Ah. We’re a bunch of “intellectuals” – quote marks needed more than ever – who sit at our computers and talk to each other. And when we blog, we blog for each other. We have absolutely no connection with the people. The people don’t know we exist.

And back to the 19th century: who remembers Mahmoud Sami al-Baroudi, the short- lived Prime Minister of Egypt in 1882, whose attempts, with Urabi’s, to rid Egypt of what ailed her were to end so disastrously with the British occupation.

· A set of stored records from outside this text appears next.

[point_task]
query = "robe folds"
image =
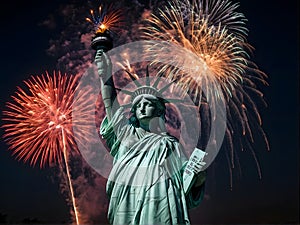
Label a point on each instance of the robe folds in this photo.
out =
(145, 184)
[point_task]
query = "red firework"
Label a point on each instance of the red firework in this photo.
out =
(38, 124)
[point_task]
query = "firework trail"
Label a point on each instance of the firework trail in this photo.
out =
(39, 122)
(215, 53)
(107, 18)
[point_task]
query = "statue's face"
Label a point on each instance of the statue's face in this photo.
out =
(145, 110)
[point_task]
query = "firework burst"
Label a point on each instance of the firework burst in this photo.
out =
(39, 122)
(107, 18)
(213, 36)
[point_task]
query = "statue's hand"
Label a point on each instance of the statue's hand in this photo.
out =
(103, 64)
(198, 167)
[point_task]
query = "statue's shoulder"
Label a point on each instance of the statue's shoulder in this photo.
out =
(169, 138)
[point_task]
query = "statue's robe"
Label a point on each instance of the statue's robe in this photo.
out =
(145, 185)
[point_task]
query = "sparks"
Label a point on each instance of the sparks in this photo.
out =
(38, 124)
(213, 36)
(106, 19)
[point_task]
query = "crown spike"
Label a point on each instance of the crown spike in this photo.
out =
(134, 79)
(156, 82)
(165, 88)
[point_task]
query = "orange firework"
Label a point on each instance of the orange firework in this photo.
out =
(106, 19)
(39, 122)
(205, 41)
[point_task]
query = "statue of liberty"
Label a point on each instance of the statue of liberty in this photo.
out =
(146, 184)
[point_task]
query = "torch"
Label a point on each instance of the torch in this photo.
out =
(104, 22)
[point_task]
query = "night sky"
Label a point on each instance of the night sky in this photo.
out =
(32, 194)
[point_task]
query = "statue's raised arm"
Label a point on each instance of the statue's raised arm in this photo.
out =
(108, 90)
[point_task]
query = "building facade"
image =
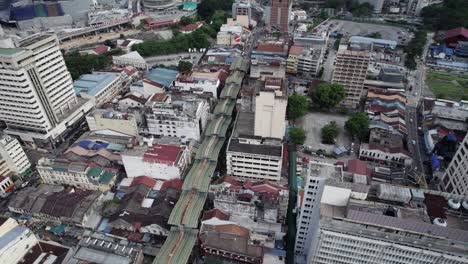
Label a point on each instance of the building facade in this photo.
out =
(101, 87)
(37, 100)
(184, 119)
(77, 174)
(350, 71)
(254, 159)
(158, 161)
(280, 15)
(270, 115)
(455, 179)
(101, 119)
(13, 156)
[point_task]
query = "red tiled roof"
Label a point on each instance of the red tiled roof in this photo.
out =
(101, 49)
(191, 27)
(357, 166)
(215, 213)
(233, 229)
(144, 180)
(296, 50)
(159, 97)
(270, 47)
(161, 153)
(140, 100)
(174, 183)
(461, 31)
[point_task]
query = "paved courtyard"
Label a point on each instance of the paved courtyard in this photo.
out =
(313, 123)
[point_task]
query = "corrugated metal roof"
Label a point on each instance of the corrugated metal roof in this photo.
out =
(409, 225)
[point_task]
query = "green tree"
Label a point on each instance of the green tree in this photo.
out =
(328, 95)
(330, 132)
(297, 106)
(377, 35)
(361, 10)
(184, 66)
(207, 8)
(336, 44)
(446, 15)
(109, 43)
(297, 135)
(358, 125)
(79, 64)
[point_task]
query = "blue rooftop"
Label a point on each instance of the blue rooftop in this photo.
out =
(391, 43)
(11, 235)
(92, 84)
(162, 76)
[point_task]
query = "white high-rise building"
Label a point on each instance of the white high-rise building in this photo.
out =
(13, 155)
(344, 218)
(350, 71)
(455, 179)
(37, 100)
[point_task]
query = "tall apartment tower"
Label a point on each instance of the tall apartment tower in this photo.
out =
(279, 15)
(309, 215)
(350, 71)
(12, 155)
(455, 179)
(37, 100)
(270, 114)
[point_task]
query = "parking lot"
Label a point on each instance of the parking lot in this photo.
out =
(313, 123)
(350, 28)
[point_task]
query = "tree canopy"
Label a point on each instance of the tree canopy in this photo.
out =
(297, 135)
(330, 132)
(377, 35)
(297, 106)
(449, 14)
(328, 95)
(361, 10)
(358, 125)
(79, 64)
(184, 66)
(207, 8)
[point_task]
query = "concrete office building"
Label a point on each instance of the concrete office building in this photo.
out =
(350, 71)
(158, 4)
(37, 100)
(270, 115)
(158, 161)
(309, 216)
(415, 6)
(16, 241)
(13, 157)
(455, 179)
(108, 121)
(280, 15)
(344, 218)
(251, 157)
(100, 88)
(183, 117)
(242, 8)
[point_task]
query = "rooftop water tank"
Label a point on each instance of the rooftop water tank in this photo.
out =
(440, 222)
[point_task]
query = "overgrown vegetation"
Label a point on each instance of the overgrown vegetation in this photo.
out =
(358, 125)
(297, 106)
(182, 42)
(447, 15)
(330, 132)
(297, 135)
(184, 66)
(328, 95)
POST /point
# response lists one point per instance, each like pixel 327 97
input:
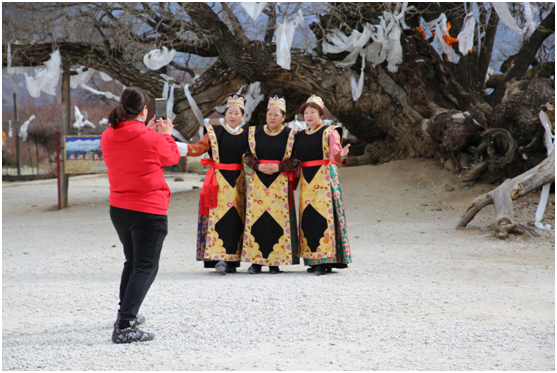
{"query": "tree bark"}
pixel 511 190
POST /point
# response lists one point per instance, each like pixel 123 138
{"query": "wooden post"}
pixel 17 126
pixel 65 129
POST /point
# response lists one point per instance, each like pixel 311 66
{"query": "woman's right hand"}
pixel 165 126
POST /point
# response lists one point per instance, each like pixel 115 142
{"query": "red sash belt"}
pixel 319 162
pixel 208 198
pixel 290 174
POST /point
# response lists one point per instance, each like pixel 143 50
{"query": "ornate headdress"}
pixel 278 102
pixel 316 100
pixel 235 100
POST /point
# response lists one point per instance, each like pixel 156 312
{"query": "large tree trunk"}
pixel 511 190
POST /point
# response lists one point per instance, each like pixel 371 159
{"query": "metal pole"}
pixel 65 129
pixel 17 126
pixel 58 176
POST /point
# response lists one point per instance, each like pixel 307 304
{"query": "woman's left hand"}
pixel 344 152
pixel 153 123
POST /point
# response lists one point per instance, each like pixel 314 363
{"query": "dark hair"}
pixel 132 102
pixel 279 96
pixel 241 109
pixel 314 106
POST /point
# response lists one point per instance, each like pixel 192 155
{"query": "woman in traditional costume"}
pixel 323 233
pixel 222 199
pixel 270 235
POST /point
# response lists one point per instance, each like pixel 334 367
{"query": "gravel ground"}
pixel 419 296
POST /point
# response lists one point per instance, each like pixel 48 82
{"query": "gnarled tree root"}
pixel 504 195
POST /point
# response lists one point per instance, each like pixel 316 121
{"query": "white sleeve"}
pixel 183 148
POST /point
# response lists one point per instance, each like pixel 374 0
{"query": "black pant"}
pixel 142 235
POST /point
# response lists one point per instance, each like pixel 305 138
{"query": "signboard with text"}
pixel 83 155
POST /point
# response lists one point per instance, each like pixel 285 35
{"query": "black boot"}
pixel 320 270
pixel 139 319
pixel 220 267
pixel 130 334
pixel 255 269
pixel 274 270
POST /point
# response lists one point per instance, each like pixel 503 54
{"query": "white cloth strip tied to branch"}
pixel 254 9
pixel 357 88
pixel 196 111
pixel 394 51
pixel 47 79
pixel 168 95
pixel 284 38
pixel 466 35
pixel 25 127
pixel 105 77
pixel 108 95
pixel 80 121
pixel 506 17
pixel 12 70
pixel 83 76
pixel 157 58
pixel 549 144
pixel 252 98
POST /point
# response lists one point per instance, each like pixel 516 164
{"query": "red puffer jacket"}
pixel 135 156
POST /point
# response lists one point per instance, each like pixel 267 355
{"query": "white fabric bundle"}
pixel 466 35
pixel 506 17
pixel 156 58
pixel 284 38
pixel 105 77
pixel 549 144
pixel 252 98
pixel 83 76
pixel 47 79
pixel 394 51
pixel 357 88
pixel 168 94
pixel 254 9
pixel 196 111
pixel 79 120
pixel 108 95
pixel 25 127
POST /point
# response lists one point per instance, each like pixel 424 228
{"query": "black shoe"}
pixel 220 267
pixel 131 334
pixel 139 319
pixel 254 269
pixel 230 269
pixel 320 270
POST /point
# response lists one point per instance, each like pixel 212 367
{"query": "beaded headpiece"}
pixel 316 100
pixel 278 102
pixel 235 100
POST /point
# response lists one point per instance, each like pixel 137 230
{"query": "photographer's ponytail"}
pixel 131 104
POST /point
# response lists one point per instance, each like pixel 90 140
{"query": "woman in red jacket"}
pixel 135 155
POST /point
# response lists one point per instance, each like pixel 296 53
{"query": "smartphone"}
pixel 160 108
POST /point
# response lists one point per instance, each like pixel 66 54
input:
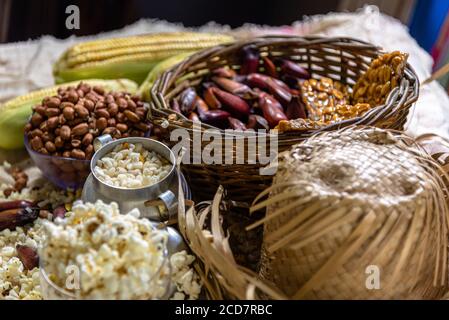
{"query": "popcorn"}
pixel 118 256
pixel 15 281
pixel 131 166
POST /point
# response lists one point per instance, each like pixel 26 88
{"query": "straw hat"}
pixel 360 213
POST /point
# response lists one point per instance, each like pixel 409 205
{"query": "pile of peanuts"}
pixel 131 166
pixel 66 124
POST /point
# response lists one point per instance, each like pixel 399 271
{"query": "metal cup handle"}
pixel 101 141
pixel 166 203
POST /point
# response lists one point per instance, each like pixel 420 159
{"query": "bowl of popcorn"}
pixel 135 172
pixel 98 253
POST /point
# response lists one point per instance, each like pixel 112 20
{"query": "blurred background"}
pixel 21 20
pixel 28 19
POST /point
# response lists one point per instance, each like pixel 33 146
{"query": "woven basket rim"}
pixel 399 94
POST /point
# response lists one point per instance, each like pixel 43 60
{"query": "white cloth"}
pixel 26 66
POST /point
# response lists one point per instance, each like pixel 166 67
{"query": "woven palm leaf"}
pixel 343 202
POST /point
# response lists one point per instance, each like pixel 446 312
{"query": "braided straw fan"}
pixel 347 200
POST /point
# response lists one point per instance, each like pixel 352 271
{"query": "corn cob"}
pixel 145 87
pixel 130 57
pixel 14 113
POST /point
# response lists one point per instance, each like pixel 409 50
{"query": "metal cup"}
pixel 156 202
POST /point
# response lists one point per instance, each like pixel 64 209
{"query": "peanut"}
pixel 81 111
pixel 78 154
pixel 80 130
pixel 131 116
pixel 65 133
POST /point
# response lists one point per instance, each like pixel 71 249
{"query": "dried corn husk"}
pixel 383 75
pixel 347 200
pixel 222 277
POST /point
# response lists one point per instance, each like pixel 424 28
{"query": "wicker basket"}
pixel 342 59
pixel 346 205
pixel 333 278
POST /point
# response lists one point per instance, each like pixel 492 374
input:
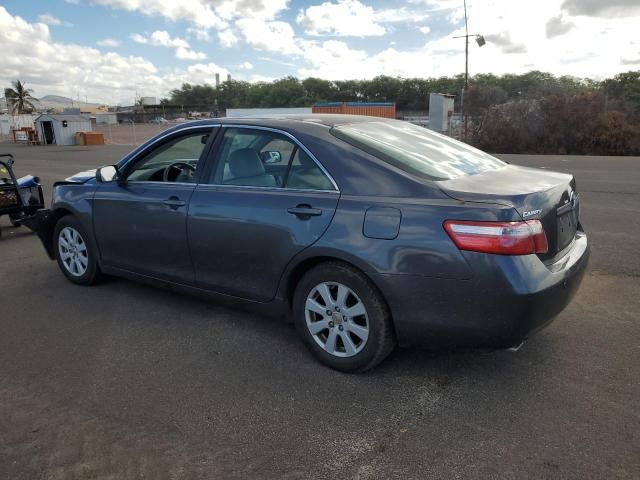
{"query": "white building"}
pixel 61 129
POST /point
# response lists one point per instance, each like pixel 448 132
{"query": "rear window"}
pixel 417 150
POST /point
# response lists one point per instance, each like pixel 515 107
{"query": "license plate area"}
pixel 567 226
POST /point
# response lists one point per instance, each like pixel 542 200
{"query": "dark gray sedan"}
pixel 366 232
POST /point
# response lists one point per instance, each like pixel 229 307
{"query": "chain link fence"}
pixel 129 133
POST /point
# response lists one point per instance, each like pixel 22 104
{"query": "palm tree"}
pixel 19 98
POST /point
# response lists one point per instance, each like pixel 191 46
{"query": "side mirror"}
pixel 107 174
pixel 271 157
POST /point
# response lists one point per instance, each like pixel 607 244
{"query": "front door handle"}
pixel 174 203
pixel 304 211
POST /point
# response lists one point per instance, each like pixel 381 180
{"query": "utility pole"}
pixel 480 41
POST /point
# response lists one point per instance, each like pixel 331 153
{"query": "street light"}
pixel 480 41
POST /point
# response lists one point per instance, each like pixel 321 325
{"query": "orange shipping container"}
pixel 93 138
pixel 376 109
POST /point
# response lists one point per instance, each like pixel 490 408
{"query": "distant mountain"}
pixel 53 101
pixel 56 103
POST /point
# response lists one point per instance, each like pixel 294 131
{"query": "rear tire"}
pixel 75 252
pixel 342 318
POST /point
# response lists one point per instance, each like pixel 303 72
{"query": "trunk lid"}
pixel 535 194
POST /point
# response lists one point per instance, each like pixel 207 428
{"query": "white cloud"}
pixel 50 67
pixel 183 53
pixel 269 36
pixel 227 38
pixel 136 37
pixel 347 18
pixel 203 14
pixel 558 25
pixel 49 19
pixel 162 38
pixel 108 42
pixel 516 42
pixel 196 12
pixel 52 20
pixel 199 33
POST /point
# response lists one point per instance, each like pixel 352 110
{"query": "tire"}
pixel 15 221
pixel 69 237
pixel 358 334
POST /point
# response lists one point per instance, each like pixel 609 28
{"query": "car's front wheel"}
pixel 342 318
pixel 75 253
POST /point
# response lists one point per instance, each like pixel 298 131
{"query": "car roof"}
pixel 291 121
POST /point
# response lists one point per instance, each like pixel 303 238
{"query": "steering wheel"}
pixel 180 167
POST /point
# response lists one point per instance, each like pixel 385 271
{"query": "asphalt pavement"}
pixel 123 380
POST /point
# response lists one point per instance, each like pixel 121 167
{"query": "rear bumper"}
pixel 508 300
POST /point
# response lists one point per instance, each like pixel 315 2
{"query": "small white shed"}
pixel 61 129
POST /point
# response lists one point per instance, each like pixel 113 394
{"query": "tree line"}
pixel 535 112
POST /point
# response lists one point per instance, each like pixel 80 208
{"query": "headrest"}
pixel 245 162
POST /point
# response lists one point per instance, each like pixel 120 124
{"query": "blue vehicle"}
pixel 365 232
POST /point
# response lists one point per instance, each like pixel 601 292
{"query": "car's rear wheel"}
pixel 75 253
pixel 343 318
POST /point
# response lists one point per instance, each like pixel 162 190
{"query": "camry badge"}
pixel 531 213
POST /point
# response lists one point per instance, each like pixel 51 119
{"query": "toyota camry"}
pixel 365 232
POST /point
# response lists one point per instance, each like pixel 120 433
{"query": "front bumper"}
pixel 509 299
pixel 42 223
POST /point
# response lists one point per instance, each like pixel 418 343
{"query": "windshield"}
pixel 417 150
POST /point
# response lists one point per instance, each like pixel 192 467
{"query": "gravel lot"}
pixel 126 381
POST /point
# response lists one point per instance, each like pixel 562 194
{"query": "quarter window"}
pixel 261 158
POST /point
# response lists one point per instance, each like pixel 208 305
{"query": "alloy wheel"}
pixel 337 319
pixel 73 251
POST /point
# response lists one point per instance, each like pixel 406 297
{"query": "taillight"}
pixel 502 238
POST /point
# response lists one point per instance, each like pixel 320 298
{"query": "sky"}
pixel 109 51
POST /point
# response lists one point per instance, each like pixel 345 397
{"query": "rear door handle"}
pixel 174 203
pixel 305 211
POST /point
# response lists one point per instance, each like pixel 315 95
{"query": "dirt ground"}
pixel 125 381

‘Do you realise,’ Dr Ramzi says, smiling broadly, ‘when you speak of a political programme, that your programme now is the same that Mahmoud Sami al-Baroudi’s government tried to establish more than a hundred years ago?’
‘Is that right?’ Isabel says.
‘Yes. Yes, for sure,’ Dr Ramzi says. ‘Listen: the ending of foreign influence, the payment of the Egyptian debt – ’ he counts them off on his fingers – ‘an elected parliament, a national industry, equality of all men before the law, reform of education, and allowing a free press to reflect all shades of opinion. Those were the seven points of their programme. These young people -’ the wave of his hand takes in the group – ‘they still ask for this.’

You could arrive at any number of conclusions from the excerpts above: that Egyptians are in fact weak and cowardly and have not, in the past 120 years, ever been able to shake off foreign oppression or economic colonialism AND establish democratic institutions and economic development? That the people don’t really care as long as they eat? That Islam really is the solution? That Islam really is the problem? That none of these issues are related? That economic development necessitates foreign influence (read: the free market)? That political development necessitates a secular government?

I don’t know what to think. What do you think?